Why Everybody Should Be Unemployed at Least Once In Their Career


Why Everybody Should Be Unemployed at Least Once In Their Career

5 min read by Chris Rodriguez.

What do I have to lose? I’m already unemployed and there is no way anyone would hire me in the current pandemic situation.

This was an old entry in my journal, which lead me to old drafts of my idea that later became my 100 days of unemployment experiment. It's been almost a year since I finished it and I wanted to take the opportunity to share my learnings.

Short Recap—The Stigma Of Being Unemployed

My intention with this challenge was to remove the stigma of being unemployed. At the height of the pandemic, I had more than 20 friends that lost their jobs due to the pandemic, and all had similar feelings towards it, a sense of shame and hush-hush about talking about it. Even if the pandemic normalized the notion of being unemployed, people didn’t really talk openly about unemployment.

So I saw my opportunity of creating this challenge I come to call the 100 days of unemployment.

During this time I took the opportunity to do things that I wanted to do, things that I had been postponing due to having a job. This included learning animation, creating a website, writing, even starting my own podcast!

Three things that I really wanted to highlight during these 100 days was:

  1. Challenging the question, do I really need to have a job?
  2. Instead of seeing unemployment as an obstacle, what are the hidden opportunities here?
  3. My goal was if I can inspire and impact just one person in my network, then I’ve completed my service to help others in similar situations as me.
The road of uncertainty.
The road of uncertainty.

Thinking back on the journey, I’ve learned things about myself I didn’t know before starting this challenge. It’s quite funny when it happens, after 34 years of age, I still learn something new about me. Below are 3 of my biggest learnings during this journey.

1) The unintended marketing strategy.

What started as a self-reflection journey and a remedy for the stigma around unemployment, became suddenly a marketing strategy that I didn’t really anticipate. Within the first 10 days I got around 15 recruiters that wanted to book me for a chat. I got the impression that they couldn’t understand why I didn’t want to have a job, and was curious to know more. You can almost draw the comparison of deciding that you are taking a break from dating and choosing to be single. When you shift that energy, people notice. You radiate an energy of self focus and become attractive in an energy that people want to be around.


2) Shooting myself in the foot

After announcing my challenge to the public there was this surge of interest that made me excited and borderline hubris. The interest was HUGE... for the first 10 days. People were giving me praise, recruiters were on the hunt and I felt like I got huge traction to my profile, which led me to believe that this would keep going for the entirety of the challenge.

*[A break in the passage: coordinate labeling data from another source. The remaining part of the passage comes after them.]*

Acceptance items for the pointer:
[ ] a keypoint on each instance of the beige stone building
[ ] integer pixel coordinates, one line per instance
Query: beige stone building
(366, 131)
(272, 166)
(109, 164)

As soon as I become old news, my big audience left, as my motivation. After 20 days of doing this, I felt a drop in my creative process. It felt less like something I wanted to do, and more like, well like being employed (without a team, or getting paid).

The biggest f*ck you moment for me was when it hit me that I had 80 days left until I was finished with this challenge. I became the guy that actively choose to be unemployed, and people were following me to withhold my promise.

Creating accountability is great, but be mindful that it can create an enormous anxiety machine towards yourself. Whip or carrot?

Looking back at the experience, I want to say that I did it for me, but in the back of my head, a piece of me wanted praise and validation from my network.


3) Confidence or Courage?

My challenge resonated with people, and the two words that people kept sharing with me was, the appreciation of me being vulnerable and the courage I had to share my story openly to people.

Something that really surprised me doing this challenge was the consensus of feedback I got from people. Linkedin has been for a certain time a place were you boast and flex your achievement and success. This has given people a bad taste and almost a false sense of “everybody is doing great” perception.

Rarely do people just say that things suck or that you're career isn't going that well. If they do, it always starts with "I had nothing, to I'm a millionaire now " -type of story.

Being vulnerable, open and courageous of your hardship creates a connection with others. Something you rarely maybe experience in a platform like Linkedin.

Final Advice To Anyone In The Same Journey

If I knew that this would create such a huge impact and that I would learn a lot from this experience then I would have without a doubt done this challenge. We tend to want to know the outcome or result before starting it. "Life can only be understood backward but it must be lived forward.” It’s not until you start doing something you see the opportunities unfold.

There is always an opportunity in every obstacle. You just have to see it from a different perspective.

If you ever lose your job, it's a great experience but it doesn't become a great experience until you've let it marinate, gotten through the hardship of looking for a new job and while looking back at the experience. A learning doesn't become a learning until it has gotten enough time to marinate.